Les préparatifs à Irkutsk

Nous voici arrivé à Irkutsk, petite ville (enfin petite pour la Russie, 600 000 habitants) qui est le point de départ pour atteindre les contrés reculées de Sibérie. La ville, malgré l'apparition de maisons en bois genre chalet dans le centre ville (ainsi que les nombreuses traces d'incendies qui vont avec) n'est pas très belle, dans le plus pur style bétonné qui caractérise les villes qui ont passé trop de temps dans l'ère soviétique. Bref notre mission était d'organiser notre périple sur le lac Baïkal et de trouver des bottes en plastiques (passionnant non). Nous avons dormis chez Galina, une espèce de matronne russe exaltée qui tiens absolument a organiser ton séjour à ta place et qui t'engueule en russe et en allemand quand tu n'as pas pris le petit déjeuner compris... 

Les moments forts ont été la rencontre sur le quai de la gare d'un couple Suisse allemand/Roumain en les personnes de Véra et Nelou, qui nous ont accosté et emboité le pas car ils n'avaient pas d'hôtel (ils ont trouvé le notre trop cher mais sont tout de même venus avec nous). Nous avons donc partagé une sorte de petit appart' avec eux et Nelou a décidé de prendre un bain dans la salle de bain commune, a fermé le loquet, a mis l'eau a couler, est parti de la salle de bain... vous l'avez vu venir ? ...impossible d'ouvrir la porte de la salle de bain alors que l'eau coule (boulet !), il a fallut démonter la porte en un temps record.

Vera et Nelou

L'autre point étrange a été la grande difficulté à trouver des bottes en caoutchouc alors qu'une bonne moitié de la population en portait.

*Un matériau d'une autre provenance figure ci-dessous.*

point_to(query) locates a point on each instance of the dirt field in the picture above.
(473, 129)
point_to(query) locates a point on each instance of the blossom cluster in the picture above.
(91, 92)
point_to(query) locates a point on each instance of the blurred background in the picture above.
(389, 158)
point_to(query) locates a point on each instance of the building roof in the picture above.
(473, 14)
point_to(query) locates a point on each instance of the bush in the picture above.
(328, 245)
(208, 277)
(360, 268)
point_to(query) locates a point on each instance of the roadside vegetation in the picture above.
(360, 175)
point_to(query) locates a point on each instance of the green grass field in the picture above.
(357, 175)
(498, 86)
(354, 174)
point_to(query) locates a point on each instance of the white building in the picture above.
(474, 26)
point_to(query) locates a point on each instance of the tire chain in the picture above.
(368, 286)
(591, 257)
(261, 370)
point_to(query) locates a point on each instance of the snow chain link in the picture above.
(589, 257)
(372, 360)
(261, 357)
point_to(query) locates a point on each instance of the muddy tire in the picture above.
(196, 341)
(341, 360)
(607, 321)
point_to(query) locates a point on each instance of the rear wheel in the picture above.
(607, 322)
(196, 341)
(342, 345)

On y a passé quasiment une journée, on s'est d'ailleurs perdu dans des quartiers un peu craignos en voulant prendre le tramway, mais une âme charitable personnifiée par une étudiante russe qui a vécu un ans aux états unis nous a ramené sur la voie en nous expliquant qu'il est normal de ne rien comprendre aux transports en commun, les habitants n'y arrivant que très difficilement en dehors de leurs trajets réguliers. Enfin nous avons trouvé de MA-GNI-FIQUES bottes avec des motifs treillis/moumoute pour moi et peau de serpent pour Marie (parole on l'a pas fait exprès). 

Nikolaï

Enfin nous partons de bon matin (après le petit déj obligatoire) pour l'ile d'Olkhon (pour les plus lourds d'entre vous je précise qu'il faut prononcer olkone), Véra et Nelou ont décidé de partir avec nous non sans avoir bien râlé sur le prix pourtant raisonnable (ils sont pauvres en Suisse ? on m'a menti toute ma vie ?). Arrive un minivan et son conducteur, un russe bourru qui ferais passer Jean-Pierre Bacri pour Michel Drucker, il nous fait une petite arnaque en rendant la monnaie avec un petit regard "je parle pas la langue alors essaye de te plaindre pour voir", et on s'engouffre dans le mini van. Nikolaï fait le tour de tous les hôtels, de la place du marché, on est rapidement bien au delà de la limite du raisonnable pour le nombre de passagers et on place sur le toit deux couches de bagages surmonté d'un vague filet et d'une bâche en plastique. C'est parti pour 6 heures de folies : Nikolaï ne tiens pas a passer trop de temps sur la route et roule le plus vite qu'il peut, doublant à droite, dans les virages, sur le bas côté (véridique !). Le niveau de confort est déjà bien faible étant donné des nids de poule et les coups de volant pour éviter les autres conducteurs qui en ont (je ne préciserais pas quoi), on s'arrête enfin pour faire pipi (pour les chanceux)... le chiotte est ignoble, c'est un trou avec une grosse flaque dessous qui n'a jamais due être vidangée, l'odeur est intenable et la surprise est également assez forte quand on s'aperçoit qu'elles sot payantes. On repart et le niveau de confort en prend encore un sacré coup lorsque la route s'arrête d'être goudronnée (ce qui ne ralenti aucunement Nikolaï). Le paysage cependant devient de plus en plus sauvage, les maisons sont désormais toutes en bois, des montagnes apparaissent et enfin le majestueux lac Baïkal. Nous prenons un bac avec le van, il fait un peu froid mais la satisfaction du paysage et a surprise d'être encore vivant nous revigore. Arrivée à Olkhone nous roulons encore tout en observant des lieux sacrés de chamanisme sur le bord de la route, on arrive à Khuzir, seul bled de l'ile, il fait beau, il fait chaud, on est bien. 

Nikita

Nous logeons dans une auberge nommée Nikita, du nom de son propriétaire et fondateur, un ancien champion international de ping pong -pardon de tennis de table- qui après être passé dans la région dans les années 80/90, a décidé de s'y installer et de fonder la première auberge de l'ile. Alors je vous voie venir, mais non je n'ai pas eu le temps de lui mettre la grosse pâtée au ping p... tennis de table, afin qu'il nous ai toujours à la bonne lorsque nous reviendrons. 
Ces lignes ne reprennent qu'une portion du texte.